In a world where we have become desensitized to violence, where murder and mayhem are the stuff of popular entertainment, the gritty reality is something we try not to watch, or perhaps only with a sidelong glance.

It’s easier to control and deal with the danger around and within us when it is turned into fantasy, when its real elements are masked and dispatched within a given length of time, say within a one-hour television show.

Maybe that’s why the Torah prescribes a very specific ritual for the time when the once-condemned person is allowed to reenter the camp.  It isn’t only a time for joyful festivities, a family reunion of the living with the missing. 

It’s a curious sacrifice, the only one described in the Torah in which two birds are brought to the priest, one to be killed, the other to be set free in the field.

It makes a person think.  Death and life are shown to be two parts of the larger whole, the singular and unique experience of our existence in this world.  This ritual brings it home in no uncertain terms; no fiction or fantasy allowed here.  This is concete, not virtual, reality.

With this ritual, we learn to accept the imperfections within us.  We learn to live with death as our neighbor.  We learn that life—represented by the bird permitted to fly freely again—can never be taken for granted.  It has its wonders and miracles, yes.  We have the ability to sing, to spread our wings and fly, to imagine, see and feel the wind beneath our wings. 

But this life also has its doubts, its questions, its darker shadows.  There are dangers that surround us, that live within us, dark roads that lead us from happiness and security to worlds unknown and feared.

Having been given our freedom again does that not mean that we can live without care or obligation.  As we watch the living bird circle above our heads, we wonder where it will head.  Will it fly off, never to be seen again, or, at the end of the day, will it return to its nest, hopefully with food in its beak to feed its young, to nourish those for whom it was given responsibility.

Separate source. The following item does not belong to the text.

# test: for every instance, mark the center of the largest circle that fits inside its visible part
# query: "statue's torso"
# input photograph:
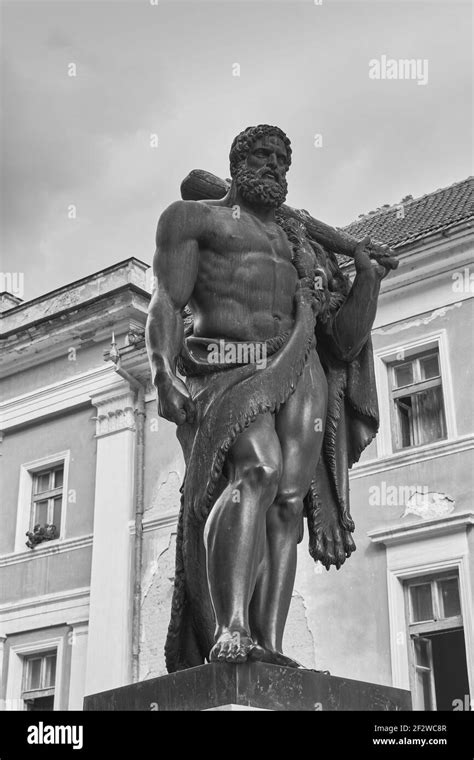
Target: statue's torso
(246, 282)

In the end, whatever the disease was that Tazri’a-M’tzora, last week’s and this week’s twin portions, describe, does not matter.  It’s the dark matter that lies deep within us, the imperfection that will one day fell us.  We can fear it, or worship it; we can negate it and pretend it isn’t there.  Or we can recognize that we are, when all is said and done, a crucible where death and life intermingle.  For as long as we live, we can choose to seek meaning in life, but not eternal life. 

The reason this portion is in the Torah is not necessarily to explain any particular illness to us, but rather what we can do about taking care of the sick.  It’s about the mitzvah of healing, of restoring strength and hope, of renewal of body and spirit alike.